Asynchronous Advantage Actor Critic Methods

Concerning Reinforcement Learning on 24 Apr 2021

Mathematics

Reinforcement

MachineLearning

The name Asynchronous Advantage Actor Critic Methods is quite a mouthful. From now on, we shall call it, just like it is called in academica world, A3C method. Introduced by Google Deepmind, again, in 2016, A3C methods have significantly picked up pace. Its simplicity, robustness and speed in standard RL tasks has made policy gradients and DQN obsolete.
In this article, we will dig deeper into A3C algorithm both from mathematical persective as well as implementation angle.

A3C - an understanding.

Let’s break down the 3As of A3C methods:

Asynchronous:
In computer engineering, parallel processing and asynchronization acts as a backbone. Here is a quick snap explaining parallel processing more intuitively.

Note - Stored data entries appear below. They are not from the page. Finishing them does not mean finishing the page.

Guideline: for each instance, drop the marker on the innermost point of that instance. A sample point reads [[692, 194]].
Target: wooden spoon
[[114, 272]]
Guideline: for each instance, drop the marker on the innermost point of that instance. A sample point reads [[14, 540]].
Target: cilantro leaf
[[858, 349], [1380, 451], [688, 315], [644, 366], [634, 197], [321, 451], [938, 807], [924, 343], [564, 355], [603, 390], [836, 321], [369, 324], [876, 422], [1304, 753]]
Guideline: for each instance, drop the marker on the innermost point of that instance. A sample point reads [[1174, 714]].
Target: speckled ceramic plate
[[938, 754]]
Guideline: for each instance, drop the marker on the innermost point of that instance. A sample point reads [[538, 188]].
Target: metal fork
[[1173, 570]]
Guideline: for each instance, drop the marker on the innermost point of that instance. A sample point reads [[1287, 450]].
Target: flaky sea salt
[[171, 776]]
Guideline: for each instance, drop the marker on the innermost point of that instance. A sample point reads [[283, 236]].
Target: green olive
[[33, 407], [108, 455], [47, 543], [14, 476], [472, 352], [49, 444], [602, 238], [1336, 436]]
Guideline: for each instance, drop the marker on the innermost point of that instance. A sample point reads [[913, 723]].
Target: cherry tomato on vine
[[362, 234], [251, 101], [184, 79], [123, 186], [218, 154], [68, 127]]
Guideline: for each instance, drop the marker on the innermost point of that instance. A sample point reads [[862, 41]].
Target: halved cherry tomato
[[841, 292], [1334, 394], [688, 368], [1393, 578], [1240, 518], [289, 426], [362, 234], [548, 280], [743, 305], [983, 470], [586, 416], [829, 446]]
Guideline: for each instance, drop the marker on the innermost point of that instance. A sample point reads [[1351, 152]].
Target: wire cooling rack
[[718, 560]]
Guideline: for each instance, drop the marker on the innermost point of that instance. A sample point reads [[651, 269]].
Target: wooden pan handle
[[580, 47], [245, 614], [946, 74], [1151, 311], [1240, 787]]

So, how is this concept used here? The below image (taken from: A Brandom-ian view of Reinforcement Learning towards strong-AI) summarizes the asynchronous concept in A3C methods quite elegantly.
At the top of it, there is a master Network, which maintains a global set of parameters. Learning in parallel are local worker agents with their own set of Actor Critic models and parameters. Parameters are shared between global and local networks asynchronously as shown in the second image below
Okay. Parallel Processing is a “cool” concept. But why here? What do we get from asynchronous learning?
1. Efficient Memory management. In DQN, we used an experience replay buffer to store state transitions. For more real situations, the memory requirements could go to million transitions (or more. Ofcourse, more is better). But was that efficient? No! Using asynchronous learning, we are achieving similar goal of recording state transitions through multiple agents.
2. Faster Learning. Well, more agents are now learning the best policy now in parallel. If ought to have faster training time.
Advantage:
Advantage is a mere metric which tells the advantage of taking a particular action. Mathematically, k step advantage is written as \(A(s_t, a_t; \theta, \theta_v) = \sum_i \gamma^i.r_{t} + \gamma^k.V(s_{t+k, \theta_v}) - V(s_t, \theta_v)\)
In actor critic method article, we learnt about how advantage functions can be used efficiently to make actor critic learning more stable.
Actor:
As simple as it may sound now, actor is simply the policy network, i.e, it learns the probability distribution of actions given a particular state \(\pi(a_t| s_t, \theta)\)
Critic:
Critic is simple the value function which criticizes how good or bad the policy is. You can dig deeper into it in the previous article.

The Algorithm

Deepmind paper provides a psuedo code for A3C algorithm, which is relatiely intuitive to comprehend. A3C Pseudo Code

A3C Flow diagram

I have taken a step further, and tried to make a flow diagram for this algo. In the flowchart, I have added 2 local agents which learn in parallel while getting the latest parameters from the master network.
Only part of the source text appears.